Fragmentation due to Desiccation and Shallow Failures in Clay Slopes

Abstract

High temperatures can be very damaging to clays forming part of natural slopes. High temperatures cause cracking of the clays. The cracking is the result of evaporation and shrinkage. The present study deals with the formation and evolution of cracks in clays as result of high temperatures. At the beginning of the desiccation process of a clay, few cracks form. As time passes, these original cracks interconnect producing the complete fragmentation of the clay. At the end of the fragmentation process, the clay is formed of clay fragments of different sizes. This study uses the fractal dimension concept from fractal theory to measure the particle size distribution of the fragments. The fractal analysis was conducted on bentonite clay samples desiccated in the laboratory and on the giant desiccation polygons found in clays forming part of the Great Basin Playas in the United States. These giant desiccation polygons have three very distinctive shapes: regular random, irregular random, and orthogonal polygon.
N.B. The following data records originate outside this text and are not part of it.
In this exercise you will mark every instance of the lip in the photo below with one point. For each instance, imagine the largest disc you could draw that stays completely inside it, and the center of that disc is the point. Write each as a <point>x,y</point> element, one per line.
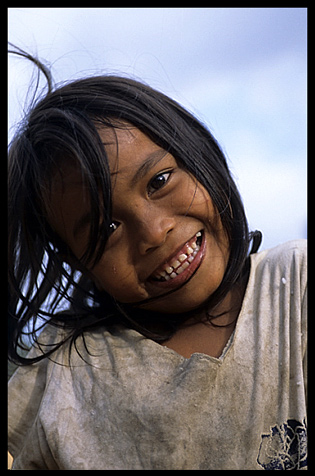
<point>187,273</point>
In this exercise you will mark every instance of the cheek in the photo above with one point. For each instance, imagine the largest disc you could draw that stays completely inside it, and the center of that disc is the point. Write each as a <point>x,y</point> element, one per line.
<point>118,279</point>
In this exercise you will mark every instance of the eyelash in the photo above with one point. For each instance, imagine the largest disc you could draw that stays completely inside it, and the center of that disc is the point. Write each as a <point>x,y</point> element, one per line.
<point>114,225</point>
<point>155,189</point>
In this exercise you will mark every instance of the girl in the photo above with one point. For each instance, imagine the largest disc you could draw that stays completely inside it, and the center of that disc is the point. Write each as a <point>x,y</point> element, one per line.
<point>179,346</point>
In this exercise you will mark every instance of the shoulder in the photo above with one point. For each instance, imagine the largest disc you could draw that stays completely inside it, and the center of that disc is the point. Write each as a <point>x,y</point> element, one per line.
<point>287,262</point>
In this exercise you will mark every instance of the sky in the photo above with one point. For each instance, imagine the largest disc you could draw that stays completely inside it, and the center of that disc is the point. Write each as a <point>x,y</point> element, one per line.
<point>241,71</point>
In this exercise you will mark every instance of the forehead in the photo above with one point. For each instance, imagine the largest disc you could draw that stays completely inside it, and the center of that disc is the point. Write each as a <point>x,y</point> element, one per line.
<point>127,148</point>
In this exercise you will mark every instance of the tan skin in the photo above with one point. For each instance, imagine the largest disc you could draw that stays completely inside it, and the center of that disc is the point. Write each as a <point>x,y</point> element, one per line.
<point>157,208</point>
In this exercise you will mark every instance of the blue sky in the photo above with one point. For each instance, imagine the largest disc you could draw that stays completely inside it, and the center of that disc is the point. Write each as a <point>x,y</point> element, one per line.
<point>242,71</point>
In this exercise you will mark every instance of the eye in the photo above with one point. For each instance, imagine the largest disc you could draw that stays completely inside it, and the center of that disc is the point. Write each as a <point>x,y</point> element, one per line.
<point>158,182</point>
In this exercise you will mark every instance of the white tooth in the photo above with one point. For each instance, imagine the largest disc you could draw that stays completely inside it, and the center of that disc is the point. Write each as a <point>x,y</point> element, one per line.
<point>175,264</point>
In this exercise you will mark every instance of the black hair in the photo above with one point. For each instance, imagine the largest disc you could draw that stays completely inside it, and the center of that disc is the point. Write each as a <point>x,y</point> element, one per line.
<point>63,125</point>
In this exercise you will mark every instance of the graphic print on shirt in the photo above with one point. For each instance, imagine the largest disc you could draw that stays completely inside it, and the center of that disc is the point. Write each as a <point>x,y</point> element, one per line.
<point>284,447</point>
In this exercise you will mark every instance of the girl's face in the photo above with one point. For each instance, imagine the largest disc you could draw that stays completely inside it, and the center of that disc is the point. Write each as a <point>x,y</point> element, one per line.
<point>167,244</point>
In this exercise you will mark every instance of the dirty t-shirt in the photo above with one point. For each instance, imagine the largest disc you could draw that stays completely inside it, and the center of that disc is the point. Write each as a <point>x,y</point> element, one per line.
<point>134,404</point>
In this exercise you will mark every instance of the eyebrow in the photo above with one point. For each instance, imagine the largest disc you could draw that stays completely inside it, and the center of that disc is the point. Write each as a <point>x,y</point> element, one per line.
<point>150,162</point>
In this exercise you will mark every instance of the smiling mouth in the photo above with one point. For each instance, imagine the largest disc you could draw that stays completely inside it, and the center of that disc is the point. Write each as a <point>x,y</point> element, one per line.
<point>182,265</point>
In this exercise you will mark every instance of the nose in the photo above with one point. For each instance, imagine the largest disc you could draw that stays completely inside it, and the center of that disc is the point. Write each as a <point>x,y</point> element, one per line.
<point>152,233</point>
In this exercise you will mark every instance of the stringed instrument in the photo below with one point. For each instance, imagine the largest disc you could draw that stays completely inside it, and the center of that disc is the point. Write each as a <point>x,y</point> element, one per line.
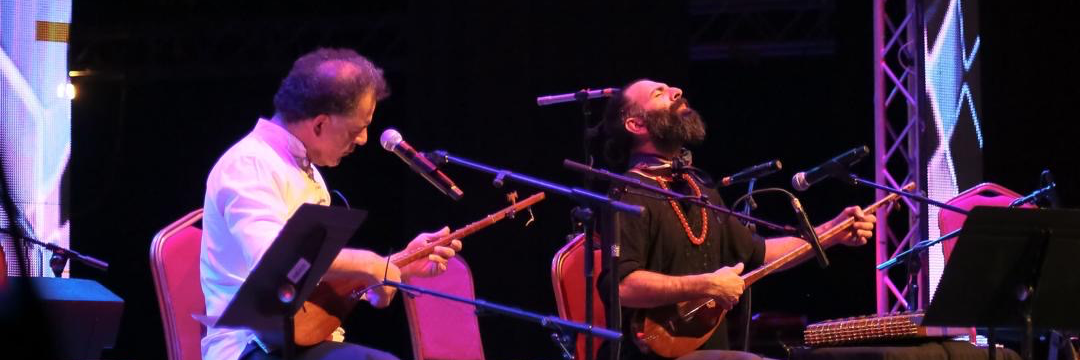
<point>677,330</point>
<point>332,301</point>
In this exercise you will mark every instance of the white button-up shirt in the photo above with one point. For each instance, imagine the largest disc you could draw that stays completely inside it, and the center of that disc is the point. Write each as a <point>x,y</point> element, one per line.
<point>252,190</point>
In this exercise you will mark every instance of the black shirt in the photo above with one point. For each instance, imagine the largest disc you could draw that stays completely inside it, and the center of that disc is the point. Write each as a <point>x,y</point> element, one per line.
<point>657,241</point>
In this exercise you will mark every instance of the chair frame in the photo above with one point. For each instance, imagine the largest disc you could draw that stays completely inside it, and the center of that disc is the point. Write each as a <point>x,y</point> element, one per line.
<point>167,318</point>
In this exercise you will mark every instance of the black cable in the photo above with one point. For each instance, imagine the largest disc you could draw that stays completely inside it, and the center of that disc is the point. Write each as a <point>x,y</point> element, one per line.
<point>341,196</point>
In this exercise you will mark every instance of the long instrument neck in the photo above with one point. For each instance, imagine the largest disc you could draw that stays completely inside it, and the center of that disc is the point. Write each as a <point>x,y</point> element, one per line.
<point>403,258</point>
<point>826,239</point>
<point>406,257</point>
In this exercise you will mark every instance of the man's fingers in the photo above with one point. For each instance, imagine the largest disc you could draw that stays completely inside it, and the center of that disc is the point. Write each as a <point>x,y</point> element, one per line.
<point>737,268</point>
<point>436,258</point>
<point>444,252</point>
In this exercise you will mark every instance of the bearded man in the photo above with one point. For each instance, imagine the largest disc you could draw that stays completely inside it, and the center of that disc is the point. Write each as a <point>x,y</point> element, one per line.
<point>677,252</point>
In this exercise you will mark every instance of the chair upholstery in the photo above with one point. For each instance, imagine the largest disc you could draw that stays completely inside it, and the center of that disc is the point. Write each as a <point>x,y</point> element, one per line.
<point>174,261</point>
<point>982,195</point>
<point>442,329</point>
<point>567,278</point>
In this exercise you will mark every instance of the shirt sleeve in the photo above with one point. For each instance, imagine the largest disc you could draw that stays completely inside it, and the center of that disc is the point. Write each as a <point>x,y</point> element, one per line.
<point>747,247</point>
<point>252,205</point>
<point>634,234</point>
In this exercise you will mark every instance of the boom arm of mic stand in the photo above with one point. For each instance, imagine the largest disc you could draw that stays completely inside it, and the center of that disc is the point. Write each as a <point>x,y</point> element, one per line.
<point>918,248</point>
<point>858,181</point>
<point>548,321</point>
<point>589,171</point>
<point>576,194</point>
<point>67,253</point>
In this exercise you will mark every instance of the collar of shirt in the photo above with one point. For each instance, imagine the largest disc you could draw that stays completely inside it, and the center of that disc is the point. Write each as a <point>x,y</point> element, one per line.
<point>279,137</point>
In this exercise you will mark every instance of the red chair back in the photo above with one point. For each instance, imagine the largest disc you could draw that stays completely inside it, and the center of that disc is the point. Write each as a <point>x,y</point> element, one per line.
<point>985,195</point>
<point>568,280</point>
<point>442,329</point>
<point>174,261</point>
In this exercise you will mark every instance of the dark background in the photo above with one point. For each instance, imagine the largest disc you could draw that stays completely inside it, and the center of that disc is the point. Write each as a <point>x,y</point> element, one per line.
<point>174,83</point>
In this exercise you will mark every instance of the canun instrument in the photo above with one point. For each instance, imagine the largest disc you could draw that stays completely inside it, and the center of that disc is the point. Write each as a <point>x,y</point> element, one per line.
<point>875,330</point>
<point>677,330</point>
<point>332,301</point>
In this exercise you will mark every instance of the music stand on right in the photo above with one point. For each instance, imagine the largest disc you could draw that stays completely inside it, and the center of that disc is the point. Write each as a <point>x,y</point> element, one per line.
<point>1010,268</point>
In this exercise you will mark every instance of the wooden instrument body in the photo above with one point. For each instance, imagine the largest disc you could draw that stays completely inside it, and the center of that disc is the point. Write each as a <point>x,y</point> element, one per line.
<point>680,329</point>
<point>333,300</point>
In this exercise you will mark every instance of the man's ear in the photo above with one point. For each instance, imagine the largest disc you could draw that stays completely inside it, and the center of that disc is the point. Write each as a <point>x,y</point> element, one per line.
<point>320,123</point>
<point>635,125</point>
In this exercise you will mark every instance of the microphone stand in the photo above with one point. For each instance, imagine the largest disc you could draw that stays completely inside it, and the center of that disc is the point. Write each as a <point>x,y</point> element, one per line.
<point>583,214</point>
<point>561,327</point>
<point>669,195</point>
<point>61,255</point>
<point>862,182</point>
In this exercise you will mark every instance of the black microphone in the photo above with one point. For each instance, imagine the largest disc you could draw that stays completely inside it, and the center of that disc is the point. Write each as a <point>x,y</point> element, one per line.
<point>543,101</point>
<point>752,172</point>
<point>1048,192</point>
<point>808,231</point>
<point>804,180</point>
<point>391,141</point>
<point>1051,196</point>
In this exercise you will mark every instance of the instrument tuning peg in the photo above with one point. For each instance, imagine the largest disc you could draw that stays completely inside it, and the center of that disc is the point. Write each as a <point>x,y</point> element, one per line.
<point>512,198</point>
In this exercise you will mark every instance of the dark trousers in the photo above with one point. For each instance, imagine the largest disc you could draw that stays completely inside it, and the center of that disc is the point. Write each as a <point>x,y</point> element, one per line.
<point>325,350</point>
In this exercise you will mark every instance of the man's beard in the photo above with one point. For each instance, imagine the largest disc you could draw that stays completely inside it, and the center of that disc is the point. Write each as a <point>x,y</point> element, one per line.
<point>671,130</point>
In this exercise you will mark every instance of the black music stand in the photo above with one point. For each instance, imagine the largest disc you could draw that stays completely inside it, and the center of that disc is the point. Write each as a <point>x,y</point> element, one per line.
<point>287,274</point>
<point>1012,268</point>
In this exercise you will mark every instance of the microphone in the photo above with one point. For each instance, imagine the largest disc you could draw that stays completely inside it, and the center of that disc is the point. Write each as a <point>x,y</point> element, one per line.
<point>1048,180</point>
<point>804,180</point>
<point>550,100</point>
<point>1048,192</point>
<point>392,141</point>
<point>809,232</point>
<point>752,172</point>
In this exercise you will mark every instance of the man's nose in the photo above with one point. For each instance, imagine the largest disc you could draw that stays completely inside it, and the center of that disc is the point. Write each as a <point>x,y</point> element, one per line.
<point>362,138</point>
<point>675,93</point>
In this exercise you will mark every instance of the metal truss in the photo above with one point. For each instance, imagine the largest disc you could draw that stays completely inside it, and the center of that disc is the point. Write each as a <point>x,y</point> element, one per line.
<point>724,29</point>
<point>898,96</point>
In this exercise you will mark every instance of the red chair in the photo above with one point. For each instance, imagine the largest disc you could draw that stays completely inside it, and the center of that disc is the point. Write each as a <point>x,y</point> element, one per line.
<point>985,195</point>
<point>442,329</point>
<point>568,280</point>
<point>174,261</point>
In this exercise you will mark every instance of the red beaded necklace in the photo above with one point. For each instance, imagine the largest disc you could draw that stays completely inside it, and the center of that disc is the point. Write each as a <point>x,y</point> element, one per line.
<point>678,212</point>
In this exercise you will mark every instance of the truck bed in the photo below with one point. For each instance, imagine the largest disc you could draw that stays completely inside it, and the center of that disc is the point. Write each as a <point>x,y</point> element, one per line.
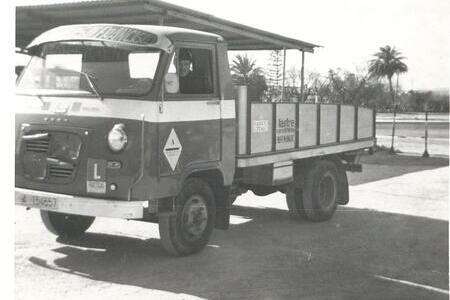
<point>276,132</point>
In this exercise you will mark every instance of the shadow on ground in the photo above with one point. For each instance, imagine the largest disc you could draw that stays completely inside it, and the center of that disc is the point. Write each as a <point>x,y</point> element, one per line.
<point>382,165</point>
<point>273,257</point>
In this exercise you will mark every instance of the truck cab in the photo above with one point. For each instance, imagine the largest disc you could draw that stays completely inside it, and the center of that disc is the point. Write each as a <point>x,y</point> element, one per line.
<point>106,126</point>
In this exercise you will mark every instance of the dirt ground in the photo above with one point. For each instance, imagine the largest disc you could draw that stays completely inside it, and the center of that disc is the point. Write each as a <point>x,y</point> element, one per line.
<point>390,242</point>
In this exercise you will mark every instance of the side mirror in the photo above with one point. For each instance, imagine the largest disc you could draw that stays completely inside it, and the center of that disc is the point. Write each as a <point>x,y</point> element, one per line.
<point>171,83</point>
<point>19,70</point>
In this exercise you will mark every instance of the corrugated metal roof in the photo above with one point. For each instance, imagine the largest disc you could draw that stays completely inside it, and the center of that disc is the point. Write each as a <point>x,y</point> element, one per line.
<point>31,20</point>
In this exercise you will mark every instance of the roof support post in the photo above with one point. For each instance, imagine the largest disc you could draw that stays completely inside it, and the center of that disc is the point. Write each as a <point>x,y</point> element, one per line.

The level of fragmentation of the clays was measured by the fragmentation fractal dimension. The fragmentation fractal dimension was found to be equal to 2.21 for the regular random polygons, 1.96 for the irregular random polygons, and 3.89 for the orthogonal desiccation polygons. The effect of the level of fragmentation on the stability of shallow failures that the desiccated clay areas could develop is also analyzed in this study.